The second document in the case is the unintelligible wireless message which was intercepted by several vessels, including the Royal Mail steamer Arroya. It was received at 3 p.m. October 3rd, 1926, which shows that it was dispatched only two days after the Stratford left the Grand Canary, as shown in the previous letter, and it corresponds roughly with the time when the Norwegian barque saw a steamer founder in a cyclone two hundred miles to the south-west of Porta de la Luz. It ran thus:

Blown on our beam ends. Fear position hopeless. Have already lost Maracot, Headley, Scanlan. Situation incomprehensible. Headley handkerchief end of deep sea sounding wire. God help us! S. S. Stratford.

This was the last, incoherent message which came from the ill-fated vessel, and part of it was so strange that it was put down to delirium on the part of the operator. It seemed, however, to leave no doubt as to the fate of the ship.

The explanation — if it can be accepted as an explanation — of the matter is to be found in the narrative concealed inside the vitreous ball, and first it would be as well to amplify the very brief account which has hitherto appeared in the Press of the finding of the ball. I take it verbatim from the log of the Arabella Knowles, master Amos Green, outward bound with coals from Cardiff to Buenos Aires:

“Wednesday, Jan. 5th, 1927. Lat. 27.14, Long. 28 West. Calm weather. Blue sky with low banks of cirrus clouds. Sea like glass. At two bells of the middle watch the first officer reported that he had seen a shining object bound high out of the sea, and then fall back into it. His first impression was that it was some strange fish, but on examination with his glasses he observed that it was a silvery globe, or ball, which was so light that it lay, rather than floated, on the surface of the water. I was called and saw it, as large as a football, gleaming brightly about half a mile off on our starboard beam. I stopped the engines and called away the quarter-boat under the second mate, who picked the thing up and brought it aboard.

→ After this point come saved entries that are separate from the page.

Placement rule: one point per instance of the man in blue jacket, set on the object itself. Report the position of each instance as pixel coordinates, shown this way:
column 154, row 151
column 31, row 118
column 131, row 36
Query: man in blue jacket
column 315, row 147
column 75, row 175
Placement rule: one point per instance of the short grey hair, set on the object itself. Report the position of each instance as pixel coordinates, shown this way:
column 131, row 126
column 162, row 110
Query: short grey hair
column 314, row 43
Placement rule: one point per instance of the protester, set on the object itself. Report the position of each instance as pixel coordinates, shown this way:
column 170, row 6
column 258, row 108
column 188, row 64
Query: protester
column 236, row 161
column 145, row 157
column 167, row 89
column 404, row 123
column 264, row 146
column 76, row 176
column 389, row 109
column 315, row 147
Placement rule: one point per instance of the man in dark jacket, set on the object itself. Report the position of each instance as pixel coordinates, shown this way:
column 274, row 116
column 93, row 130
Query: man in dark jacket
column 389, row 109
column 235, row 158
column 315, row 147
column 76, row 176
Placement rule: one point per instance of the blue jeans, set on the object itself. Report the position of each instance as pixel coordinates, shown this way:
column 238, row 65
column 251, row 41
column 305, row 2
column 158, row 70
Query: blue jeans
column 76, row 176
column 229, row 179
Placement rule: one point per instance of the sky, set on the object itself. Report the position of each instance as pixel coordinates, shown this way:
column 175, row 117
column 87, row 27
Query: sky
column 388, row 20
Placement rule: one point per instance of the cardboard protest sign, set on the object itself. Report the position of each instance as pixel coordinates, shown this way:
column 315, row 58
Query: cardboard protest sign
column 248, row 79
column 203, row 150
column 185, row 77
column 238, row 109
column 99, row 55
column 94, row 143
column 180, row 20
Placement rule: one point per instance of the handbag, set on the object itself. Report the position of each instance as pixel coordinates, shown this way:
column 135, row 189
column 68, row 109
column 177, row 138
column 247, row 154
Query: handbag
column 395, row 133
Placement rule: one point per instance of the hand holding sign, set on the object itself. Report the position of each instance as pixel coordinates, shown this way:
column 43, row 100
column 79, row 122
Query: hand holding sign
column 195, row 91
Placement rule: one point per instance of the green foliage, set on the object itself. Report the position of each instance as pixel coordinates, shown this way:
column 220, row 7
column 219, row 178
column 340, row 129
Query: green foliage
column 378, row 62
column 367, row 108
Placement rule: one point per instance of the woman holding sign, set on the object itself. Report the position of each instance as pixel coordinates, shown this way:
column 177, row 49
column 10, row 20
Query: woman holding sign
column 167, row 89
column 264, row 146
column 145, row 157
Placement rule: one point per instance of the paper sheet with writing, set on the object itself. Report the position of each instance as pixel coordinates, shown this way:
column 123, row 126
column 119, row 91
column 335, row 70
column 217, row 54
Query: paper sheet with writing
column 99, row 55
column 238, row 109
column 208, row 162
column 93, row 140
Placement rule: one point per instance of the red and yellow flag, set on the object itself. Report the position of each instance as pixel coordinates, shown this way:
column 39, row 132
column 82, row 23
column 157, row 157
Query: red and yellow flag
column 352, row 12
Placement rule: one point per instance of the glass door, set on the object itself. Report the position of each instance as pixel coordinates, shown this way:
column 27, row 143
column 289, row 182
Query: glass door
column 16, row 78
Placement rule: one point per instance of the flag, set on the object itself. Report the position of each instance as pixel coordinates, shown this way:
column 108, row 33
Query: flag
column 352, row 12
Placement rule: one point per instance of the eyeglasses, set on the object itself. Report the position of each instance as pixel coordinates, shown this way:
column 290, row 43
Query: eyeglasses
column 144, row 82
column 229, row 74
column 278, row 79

“On examination it proved to be a ball made of some sort of very tough glass, and filled with a substance so light that when it was tossed in the air it wavered about like a child’s balloon. It was nearly transparent, and we could see what looked like a roll of paper inside it. The material was so tough, however, that we had the greatest possible difficulty in breaking the ball open and getting at the contents. A hammer would not crack it, and it was only when the chief engineer nipped it in the throw of the engine that we were able to smash it. Then I am sorry to say that it dissolved into sparkling dust, so that it was impossible to collect any good-sized piece for examination. We got the paper, however, and, having examined it and concluded that it was of great importance, we laid it aside with the intention of handing it over to the British Consul when we reached the Plate River. Man and boy, I have been at sea for five-and-thirty years, but this is the strangest thing that ever befell me, and so says every man aboard this ship. I leave the meaning of it all to wiser heads than mine.”